[release] decentralising release approvals
Hi, If this topic has been discussed many times already then someone please say so and we can leave it alone. As kolla PTL and ironic release liaison I've proposed a number of release patches recently. Generally the release team is good at churning through these, but sometimes patches can hang around for a while. Usually a ping on IRC will get things moving again within a day or so (thanks in particular to Sean who has been very responsive). Related to the recent discussion about decentralising stable branch maintenance, should we do this for releases too? To be clear, I'm proposing giving project teams more control over their own releases. I brought this up in IRC recently and there was a brief discussion. I suggested that releases are hard to undo, and Monty corrected me by saying they are impossible to undo. Still, if teams (or a subset of their members) had more ownership of their releases, they would become more familiar with the process, and the risk would be reduced. I'm not suggesting that release team should be disbanded - there is clearly work to do to maintain the tooling, determine and communicate the schedule, and more. But there's a lot of toil involved in checking and approving patches to the releases repo, and it's done by some of our most senior, busy colleagues. There are a number of checks that are performed automatically by the tooling and used to gate merges. I have a few questions for the release team about these reviews. * What manual checks do you do beyond those that are currently automated? * Could the above checks be automated? * What issues have you caught that were not caught by CI jobs? Hopefully I haven't offended anyone here. There's often more involved with these things than you first suspect. Cheers, Mark
Mark Goddard wrote:
[...] As kolla PTL and ironic release liaison I've proposed a number of release patches recently. Generally the release team is good at churning through these, but sometimes patches can hang around for a while. Usually a ping on IRC will get things moving again within a day or so (thanks in particular to Sean who has been very responsive).
I agree we've seen an increase in processing delay lately, and I'd like to correct that. There are generally three things that would cause a perceptible delay in release processing... 1- wait for two release managers +2 This is something we put in place some time ago, as we had a lot of new members and thought that would be a good way to onboard them. Lately it created delays as a lot of those were not as active. 2- stable releases Two subcases in there... Eitherthe deliverable is under stable policy and there are *significant* delays there as we have to pause to give a chance to stable-maint-core people to voice an opinion. Or the deliverable is not under stable policy, but we do a manual check on the changes, as a way to educate the requester on semver. 3- waiting for PTL/release liaison to approve That can take a long time, but the release management team is not really at fault there. Could you describe where you've seen "sometimes patches can hang around for a while"? I suspect they belong in the (2) category?

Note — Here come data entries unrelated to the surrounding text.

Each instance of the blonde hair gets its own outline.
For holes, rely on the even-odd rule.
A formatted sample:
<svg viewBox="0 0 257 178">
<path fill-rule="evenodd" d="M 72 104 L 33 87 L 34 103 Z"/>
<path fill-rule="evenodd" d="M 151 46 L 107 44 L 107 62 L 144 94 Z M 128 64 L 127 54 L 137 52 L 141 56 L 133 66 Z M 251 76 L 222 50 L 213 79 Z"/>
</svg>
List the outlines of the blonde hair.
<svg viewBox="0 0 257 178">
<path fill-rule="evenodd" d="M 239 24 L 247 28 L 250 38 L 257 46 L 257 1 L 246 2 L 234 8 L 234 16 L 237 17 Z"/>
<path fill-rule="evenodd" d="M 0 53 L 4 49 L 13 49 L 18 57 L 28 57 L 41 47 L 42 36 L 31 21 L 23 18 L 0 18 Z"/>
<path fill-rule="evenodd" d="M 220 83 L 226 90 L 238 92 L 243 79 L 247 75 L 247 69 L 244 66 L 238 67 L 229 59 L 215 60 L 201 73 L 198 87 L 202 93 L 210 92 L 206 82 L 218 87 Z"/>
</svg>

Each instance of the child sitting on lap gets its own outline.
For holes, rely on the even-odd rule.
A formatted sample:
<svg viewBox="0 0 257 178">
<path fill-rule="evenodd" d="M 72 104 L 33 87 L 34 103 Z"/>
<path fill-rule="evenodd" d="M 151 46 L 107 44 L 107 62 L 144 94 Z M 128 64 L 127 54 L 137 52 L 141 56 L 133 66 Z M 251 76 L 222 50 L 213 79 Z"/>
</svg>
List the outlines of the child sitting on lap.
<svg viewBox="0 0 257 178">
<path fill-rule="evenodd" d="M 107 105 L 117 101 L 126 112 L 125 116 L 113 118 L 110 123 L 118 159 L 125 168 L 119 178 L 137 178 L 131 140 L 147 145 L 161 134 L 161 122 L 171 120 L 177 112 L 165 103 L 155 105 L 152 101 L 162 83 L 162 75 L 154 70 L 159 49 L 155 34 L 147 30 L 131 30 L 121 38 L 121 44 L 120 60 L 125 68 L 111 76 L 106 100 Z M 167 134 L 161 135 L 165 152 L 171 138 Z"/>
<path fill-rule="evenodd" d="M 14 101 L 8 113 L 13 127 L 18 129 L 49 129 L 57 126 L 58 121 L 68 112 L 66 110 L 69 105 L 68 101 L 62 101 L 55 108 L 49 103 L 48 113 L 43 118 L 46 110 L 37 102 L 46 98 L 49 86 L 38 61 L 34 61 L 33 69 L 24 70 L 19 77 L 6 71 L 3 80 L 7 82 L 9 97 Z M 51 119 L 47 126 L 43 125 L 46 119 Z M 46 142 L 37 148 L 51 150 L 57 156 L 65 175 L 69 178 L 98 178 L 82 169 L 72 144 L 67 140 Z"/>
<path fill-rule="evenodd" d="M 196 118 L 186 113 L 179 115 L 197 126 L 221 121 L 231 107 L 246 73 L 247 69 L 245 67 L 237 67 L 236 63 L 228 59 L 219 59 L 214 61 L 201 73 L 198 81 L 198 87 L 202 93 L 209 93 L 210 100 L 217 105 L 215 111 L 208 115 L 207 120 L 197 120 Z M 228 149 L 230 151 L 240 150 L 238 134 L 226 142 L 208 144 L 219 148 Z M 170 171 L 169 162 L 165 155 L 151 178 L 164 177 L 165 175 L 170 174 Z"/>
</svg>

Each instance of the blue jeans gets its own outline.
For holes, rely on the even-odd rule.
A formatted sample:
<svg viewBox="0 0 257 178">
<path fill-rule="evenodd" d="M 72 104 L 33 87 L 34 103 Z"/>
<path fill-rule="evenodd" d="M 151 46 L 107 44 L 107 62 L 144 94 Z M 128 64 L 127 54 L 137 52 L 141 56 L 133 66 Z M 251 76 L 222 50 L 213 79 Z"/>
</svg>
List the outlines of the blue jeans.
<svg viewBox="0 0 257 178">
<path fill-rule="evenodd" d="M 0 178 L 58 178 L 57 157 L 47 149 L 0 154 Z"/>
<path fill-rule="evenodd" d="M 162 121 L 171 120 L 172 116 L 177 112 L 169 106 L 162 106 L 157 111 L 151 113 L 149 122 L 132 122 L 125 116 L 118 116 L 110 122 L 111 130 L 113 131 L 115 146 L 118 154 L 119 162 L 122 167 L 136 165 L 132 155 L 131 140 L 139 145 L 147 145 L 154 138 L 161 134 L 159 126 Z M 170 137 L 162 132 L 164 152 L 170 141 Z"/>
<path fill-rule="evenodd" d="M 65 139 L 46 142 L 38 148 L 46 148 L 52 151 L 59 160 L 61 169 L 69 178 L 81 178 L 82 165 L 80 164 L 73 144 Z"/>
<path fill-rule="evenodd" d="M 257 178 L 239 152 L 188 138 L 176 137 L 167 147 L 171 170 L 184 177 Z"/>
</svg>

[...] I have a few questions for the release team about these reviews.
* What manual checks do you do beyond those that are currently automated?
See https://releases.openstack.org/reference/reviewer_guide.html
* Could the above checks be automated?
We aggressively automate everything that can be. Like I'm currently working to automate the check that the release was approved by the PTL or release liaison.
* What issues have you caught that were not caught by CI jobs?
It's generally semver violations, or timing issues (like requesting a release during a freeze). Sometimes it's corner cases not handled (yet) by automation, like incompatibility between the release version asked and the deliverable release model. You can look at the history of releases for examples.
Hopefully I haven't offended anyone here. There's often more involved with these things than you first suspect.
Decentralizing would be a lot of work to create new systems and processes... and I don't think we can automate everything. It's unreasonable to expect everyone to know the release process by heart and respect timing and freezes. And releases are the only thing we produce that we can't undo. I would rather eliminate the issue by making sure release processing is back to fast. So here is my proposal: - go back to single release manager approval - directly approve stable releases after a cursory semver check, not waiting for stable-maint-core approval. That should make sure all releases are processed within a couple of days, which I think is a good trade-off between retaining some releases for 10+ days and not having a chance to catch odd cases before releases at all. Thoughts? -- Thierry Carrez (ttx)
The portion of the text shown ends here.